With a marked taste for metamorphosis, sublimation, and transmutation, Jean-Michel Othoniel, born on January 27, 1964, in Saint-Étienne and working in Paris, shows a fondness for materials with reversible properties. At the beginning of the 1990s, he started with works made out of wax or sulfur, showing them at the Kassel documentary in 1992.
A turning point in his output came the following year when he began employing glass. Working with the finest glassmakers in Murano, he explored the material’s properties that subsequently became a hallmark of his work.
From 1996, he put this plan into action: placing his works in the landscape, hanging giant necklaces in the gardens of the Villa Medici, Rome, and from trees in the gardens of the Peggy Guggenheim Collection in Venice (1997), as well as in the Alhambra and the Generalife in Granada (1999). In 2000, he carried out a public order for the first time to transform the Paris subway station of Palais-Royal–Musée du Louvre into Le Kiosque des Noctambules, a double crown of glass and aluminum concealing a bench conducive to brief encounters in the sleeping city.
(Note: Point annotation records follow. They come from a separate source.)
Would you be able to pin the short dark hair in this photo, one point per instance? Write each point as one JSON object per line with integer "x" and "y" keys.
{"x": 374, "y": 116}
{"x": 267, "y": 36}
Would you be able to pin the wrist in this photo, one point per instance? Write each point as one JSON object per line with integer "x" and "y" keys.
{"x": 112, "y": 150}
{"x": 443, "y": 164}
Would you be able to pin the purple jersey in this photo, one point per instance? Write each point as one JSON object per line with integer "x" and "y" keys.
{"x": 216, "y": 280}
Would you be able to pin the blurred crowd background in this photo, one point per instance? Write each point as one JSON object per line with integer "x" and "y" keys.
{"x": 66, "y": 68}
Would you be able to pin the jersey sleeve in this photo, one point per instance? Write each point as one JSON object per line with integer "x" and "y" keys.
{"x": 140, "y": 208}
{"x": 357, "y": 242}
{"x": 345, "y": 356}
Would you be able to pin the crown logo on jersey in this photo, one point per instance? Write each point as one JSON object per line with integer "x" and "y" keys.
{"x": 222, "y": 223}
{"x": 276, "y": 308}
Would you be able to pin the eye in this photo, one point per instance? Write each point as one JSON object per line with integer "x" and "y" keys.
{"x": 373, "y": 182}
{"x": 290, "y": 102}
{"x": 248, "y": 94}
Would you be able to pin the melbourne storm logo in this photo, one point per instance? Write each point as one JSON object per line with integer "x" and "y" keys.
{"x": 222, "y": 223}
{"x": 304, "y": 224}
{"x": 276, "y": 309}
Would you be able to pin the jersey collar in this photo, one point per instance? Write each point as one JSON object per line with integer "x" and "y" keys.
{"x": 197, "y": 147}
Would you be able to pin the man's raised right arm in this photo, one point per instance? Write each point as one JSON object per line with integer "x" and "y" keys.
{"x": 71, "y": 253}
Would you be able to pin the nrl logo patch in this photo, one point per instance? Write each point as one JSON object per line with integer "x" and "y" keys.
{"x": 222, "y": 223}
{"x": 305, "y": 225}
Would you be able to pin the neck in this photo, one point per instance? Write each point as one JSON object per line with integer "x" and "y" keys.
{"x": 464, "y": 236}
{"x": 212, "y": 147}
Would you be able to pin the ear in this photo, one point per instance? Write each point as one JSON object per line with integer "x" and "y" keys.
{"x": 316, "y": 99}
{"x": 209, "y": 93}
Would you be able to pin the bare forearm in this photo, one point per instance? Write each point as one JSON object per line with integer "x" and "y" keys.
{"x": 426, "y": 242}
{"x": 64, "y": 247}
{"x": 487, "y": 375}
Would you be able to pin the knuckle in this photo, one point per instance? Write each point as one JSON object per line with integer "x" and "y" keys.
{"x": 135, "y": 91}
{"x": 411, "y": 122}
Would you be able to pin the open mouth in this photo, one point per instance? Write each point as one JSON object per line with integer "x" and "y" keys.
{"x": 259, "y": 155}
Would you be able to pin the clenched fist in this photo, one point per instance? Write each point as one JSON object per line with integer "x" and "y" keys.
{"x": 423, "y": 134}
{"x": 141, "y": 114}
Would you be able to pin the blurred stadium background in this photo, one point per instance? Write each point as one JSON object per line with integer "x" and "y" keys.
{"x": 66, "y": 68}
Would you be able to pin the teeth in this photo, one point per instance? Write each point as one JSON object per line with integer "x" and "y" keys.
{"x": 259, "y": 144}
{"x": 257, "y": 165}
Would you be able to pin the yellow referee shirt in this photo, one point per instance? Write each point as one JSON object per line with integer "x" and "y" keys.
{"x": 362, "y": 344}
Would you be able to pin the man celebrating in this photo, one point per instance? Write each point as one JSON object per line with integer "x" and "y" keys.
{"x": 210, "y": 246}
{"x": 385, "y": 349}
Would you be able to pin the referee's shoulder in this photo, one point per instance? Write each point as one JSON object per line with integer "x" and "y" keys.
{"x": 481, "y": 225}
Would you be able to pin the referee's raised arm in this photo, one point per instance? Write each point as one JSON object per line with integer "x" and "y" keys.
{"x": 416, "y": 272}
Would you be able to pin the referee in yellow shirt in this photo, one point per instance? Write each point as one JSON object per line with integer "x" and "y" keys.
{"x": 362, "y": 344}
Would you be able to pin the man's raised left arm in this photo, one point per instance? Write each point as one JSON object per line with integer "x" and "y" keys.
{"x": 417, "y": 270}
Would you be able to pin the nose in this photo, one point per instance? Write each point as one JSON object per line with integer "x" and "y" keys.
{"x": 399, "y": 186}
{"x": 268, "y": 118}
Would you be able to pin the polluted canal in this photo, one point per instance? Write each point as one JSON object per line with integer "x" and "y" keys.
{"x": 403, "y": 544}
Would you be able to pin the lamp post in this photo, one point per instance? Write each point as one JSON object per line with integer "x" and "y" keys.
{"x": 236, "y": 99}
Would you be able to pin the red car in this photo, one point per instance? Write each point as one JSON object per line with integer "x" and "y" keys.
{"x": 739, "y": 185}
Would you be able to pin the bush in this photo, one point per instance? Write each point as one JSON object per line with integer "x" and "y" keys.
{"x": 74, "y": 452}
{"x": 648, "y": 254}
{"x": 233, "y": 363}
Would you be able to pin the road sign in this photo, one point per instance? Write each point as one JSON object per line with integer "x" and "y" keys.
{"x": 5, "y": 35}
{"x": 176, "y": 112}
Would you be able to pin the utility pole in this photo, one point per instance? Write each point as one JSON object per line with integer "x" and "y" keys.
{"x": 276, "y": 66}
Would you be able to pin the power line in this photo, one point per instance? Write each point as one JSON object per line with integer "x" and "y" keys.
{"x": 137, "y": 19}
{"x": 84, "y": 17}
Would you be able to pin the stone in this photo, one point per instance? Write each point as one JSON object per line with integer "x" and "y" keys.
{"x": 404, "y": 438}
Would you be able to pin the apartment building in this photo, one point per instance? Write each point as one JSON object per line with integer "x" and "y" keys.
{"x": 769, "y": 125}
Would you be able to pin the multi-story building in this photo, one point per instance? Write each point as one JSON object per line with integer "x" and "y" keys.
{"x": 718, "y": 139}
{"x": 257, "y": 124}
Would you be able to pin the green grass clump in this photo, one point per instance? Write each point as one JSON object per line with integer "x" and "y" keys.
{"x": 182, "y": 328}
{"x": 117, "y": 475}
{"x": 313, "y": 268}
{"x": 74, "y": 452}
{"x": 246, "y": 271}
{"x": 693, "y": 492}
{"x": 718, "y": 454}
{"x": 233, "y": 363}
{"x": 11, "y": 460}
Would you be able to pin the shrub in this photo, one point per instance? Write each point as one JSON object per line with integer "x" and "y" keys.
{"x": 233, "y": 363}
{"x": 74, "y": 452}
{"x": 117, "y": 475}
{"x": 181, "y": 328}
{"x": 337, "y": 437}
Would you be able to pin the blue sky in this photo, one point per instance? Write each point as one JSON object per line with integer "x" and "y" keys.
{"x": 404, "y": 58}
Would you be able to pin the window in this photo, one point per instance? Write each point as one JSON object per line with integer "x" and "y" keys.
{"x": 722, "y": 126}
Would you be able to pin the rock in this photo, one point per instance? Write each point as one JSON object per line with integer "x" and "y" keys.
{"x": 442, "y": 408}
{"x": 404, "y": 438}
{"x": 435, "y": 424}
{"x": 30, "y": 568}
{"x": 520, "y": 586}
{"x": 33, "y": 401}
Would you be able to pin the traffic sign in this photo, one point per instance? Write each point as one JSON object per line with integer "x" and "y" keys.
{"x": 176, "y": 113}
Each of his many exhibitions has offered an opportunity to experiment with the multifaceted potential of glass: in 2003, at the show Crystal Palace at the Foundation Cartier in Paris and the MoCA in Miami, he had made blown-glass forms that soon morphed into enigmatic sculptures somewhere between jewelry, architecture, and erotic object. The following year, in 2004, under the umbrella of the exhibition Contrepoint, an invitation from the Musée du Louvre to exhibit in the spectacular Mesopotamian rooms, an occasion for the artist to show his first freestanding necklaces.